A new N.C. House committee, reacting to a U.S. Supreme Court ruling in June that approved a Connecticut local government’s seizing of one person’s private property to give it to another person, began work Thursday reviewing the scope and breadth of North Carolina’s eminent domain statutes.

“We need to understand where we are and work together and see what if anything we need to do,” said Rep. Wilma Sherrill, R-Buncombe, who co-chairs the new House Select Committee on Eminent Domain Powers. “I’ll start out saying I’m not sure we’ve got to change the Constitution, or we’ve got to do this and this and this.”

House Speaker Jim Black, D-Mecklenburg, appointed Sherrill and 10 other House members to look at North Carolina’s laws governing eminent domain. They will review the state’s rules in light of the U.S. Supreme Court decision in Kelo v. New London. In June, the court ruled 5-4 that a local government in Connecticut could seize private property for an economic development project involving a private developer.

North Carolina’s restrictions on eminent domain are different from those in Connecticut. “The more I learn, the more I realize it is very complicated,” Sherrill said. “But I do think there’s some statutes that we need to look at and we need to talk about and we need to maybe tweak.”

The committee started work with a review of current law. Legislative research staff attorney Steve Rose reminded the committee that eminent domain has a long history. “In the common law, the sovereign has the right of eminent domain,” Rose said. “It’s a historical doctrine that goes back way before the creation of this country. Constitutional provisions — courts have pointed out — are there not to grant the right of eminent domain, but to limit the right of eminent domain.”

Rose outlined the Supreme Court’s reasoning in the Kelo case. He said the court’s majority agreed that the local government had taken private property for a “public use.” The “public use” standard is tied to protections guaranteed by the U.S. Constitution’s Fifth Amendment.

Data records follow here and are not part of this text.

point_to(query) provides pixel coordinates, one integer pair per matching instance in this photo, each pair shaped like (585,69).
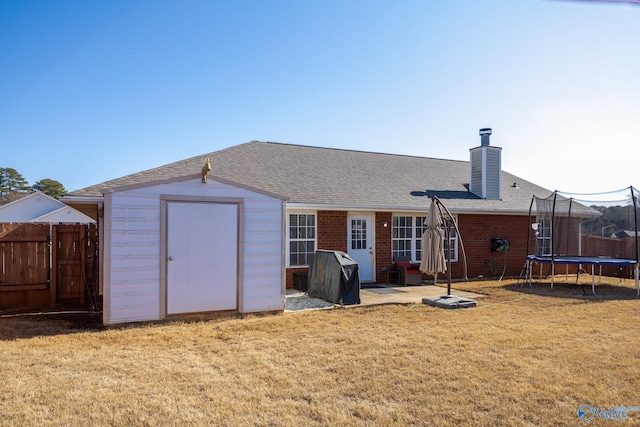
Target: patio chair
(407,274)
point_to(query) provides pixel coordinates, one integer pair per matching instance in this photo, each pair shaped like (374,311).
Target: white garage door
(202,257)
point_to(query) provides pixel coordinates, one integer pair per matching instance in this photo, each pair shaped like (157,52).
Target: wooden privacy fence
(43,265)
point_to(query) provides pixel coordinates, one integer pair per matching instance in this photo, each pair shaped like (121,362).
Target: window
(406,238)
(302,239)
(402,236)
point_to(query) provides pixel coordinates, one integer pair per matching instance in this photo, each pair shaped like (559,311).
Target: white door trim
(164,200)
(371,237)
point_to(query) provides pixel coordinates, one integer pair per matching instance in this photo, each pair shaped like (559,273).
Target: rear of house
(289,201)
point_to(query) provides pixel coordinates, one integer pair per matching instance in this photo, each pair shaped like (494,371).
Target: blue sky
(91,90)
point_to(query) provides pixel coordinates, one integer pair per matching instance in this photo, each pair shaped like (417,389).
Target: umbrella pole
(447,234)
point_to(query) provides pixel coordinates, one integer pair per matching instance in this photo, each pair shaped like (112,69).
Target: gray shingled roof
(342,178)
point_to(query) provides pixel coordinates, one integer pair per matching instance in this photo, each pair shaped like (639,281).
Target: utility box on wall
(301,280)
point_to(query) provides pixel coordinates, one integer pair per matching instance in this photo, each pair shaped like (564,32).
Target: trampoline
(582,260)
(600,231)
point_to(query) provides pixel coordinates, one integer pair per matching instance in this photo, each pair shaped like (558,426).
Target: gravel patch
(296,300)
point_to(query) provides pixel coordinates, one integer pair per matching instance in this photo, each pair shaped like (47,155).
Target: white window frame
(290,240)
(416,229)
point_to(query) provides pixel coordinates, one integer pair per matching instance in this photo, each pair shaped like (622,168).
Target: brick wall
(477,231)
(332,230)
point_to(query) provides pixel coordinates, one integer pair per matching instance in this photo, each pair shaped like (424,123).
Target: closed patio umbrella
(433,259)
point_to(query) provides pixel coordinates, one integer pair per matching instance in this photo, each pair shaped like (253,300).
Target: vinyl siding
(134,262)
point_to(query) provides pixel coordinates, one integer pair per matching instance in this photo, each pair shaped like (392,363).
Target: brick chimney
(485,178)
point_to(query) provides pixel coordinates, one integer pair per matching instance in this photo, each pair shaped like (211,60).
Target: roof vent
(484,136)
(485,179)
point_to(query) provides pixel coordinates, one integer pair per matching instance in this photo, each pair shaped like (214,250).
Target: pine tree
(12,185)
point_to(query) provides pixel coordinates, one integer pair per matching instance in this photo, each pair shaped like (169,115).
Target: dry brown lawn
(524,357)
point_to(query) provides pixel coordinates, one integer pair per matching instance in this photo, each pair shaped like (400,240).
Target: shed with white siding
(184,246)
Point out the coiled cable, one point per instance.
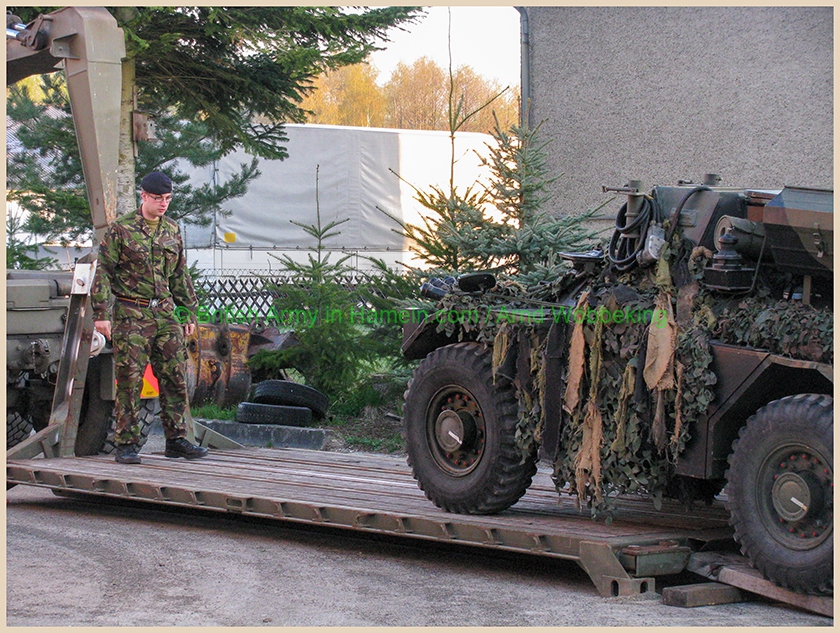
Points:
(628, 240)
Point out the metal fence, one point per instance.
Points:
(250, 295)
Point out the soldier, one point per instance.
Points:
(142, 265)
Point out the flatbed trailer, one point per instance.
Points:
(377, 494)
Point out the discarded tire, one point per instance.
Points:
(256, 413)
(291, 394)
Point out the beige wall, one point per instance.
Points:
(664, 93)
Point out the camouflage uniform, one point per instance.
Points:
(138, 262)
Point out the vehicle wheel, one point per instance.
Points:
(96, 413)
(780, 485)
(255, 413)
(149, 410)
(292, 394)
(460, 429)
(18, 428)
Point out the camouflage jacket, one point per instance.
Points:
(136, 263)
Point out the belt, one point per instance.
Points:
(142, 303)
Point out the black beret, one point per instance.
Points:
(157, 182)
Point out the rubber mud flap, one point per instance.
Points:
(291, 394)
(256, 413)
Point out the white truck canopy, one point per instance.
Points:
(357, 171)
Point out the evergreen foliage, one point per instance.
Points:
(214, 79)
(341, 328)
(44, 174)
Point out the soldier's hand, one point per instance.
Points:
(104, 328)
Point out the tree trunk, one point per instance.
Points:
(126, 188)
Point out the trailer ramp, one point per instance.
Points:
(377, 493)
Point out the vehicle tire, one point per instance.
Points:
(96, 413)
(18, 428)
(149, 411)
(460, 430)
(780, 485)
(255, 413)
(292, 394)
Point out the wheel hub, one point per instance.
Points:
(456, 431)
(798, 484)
(792, 496)
(449, 431)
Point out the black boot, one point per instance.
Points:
(182, 448)
(127, 454)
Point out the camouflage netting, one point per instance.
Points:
(632, 390)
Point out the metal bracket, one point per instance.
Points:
(610, 578)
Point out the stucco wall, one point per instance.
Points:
(664, 93)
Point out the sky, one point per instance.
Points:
(485, 38)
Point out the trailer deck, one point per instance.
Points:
(377, 493)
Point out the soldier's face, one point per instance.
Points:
(154, 206)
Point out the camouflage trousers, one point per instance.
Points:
(138, 341)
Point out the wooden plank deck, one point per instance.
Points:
(377, 493)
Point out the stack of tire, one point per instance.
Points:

Rose also noted the main dissent from Justice Sandra Day O’Connor. “What she said in the dissent was that this use of private property crossed the line of public use,” Rose said. “There was nothing wrong with this property. This property was not injurious to the health, safety and welfare of the community where it sat.

“It was a factor of this property being able to be used for a higher use which would eventually benefit the entire city,” Rose said. “What she said is if you cross that line of public use, then almost anyone’s property is subject to condemnation by the government because there are very few instances where the property could not be put to a higher use.”

The select committee could make recommendations to the full General Assembly this spring. If lawmakers hope to add new protections to the state Constitution, the issue would go before voters in a statewide referendum.

Mitch Kokai is communications director of the John Locke Foundation.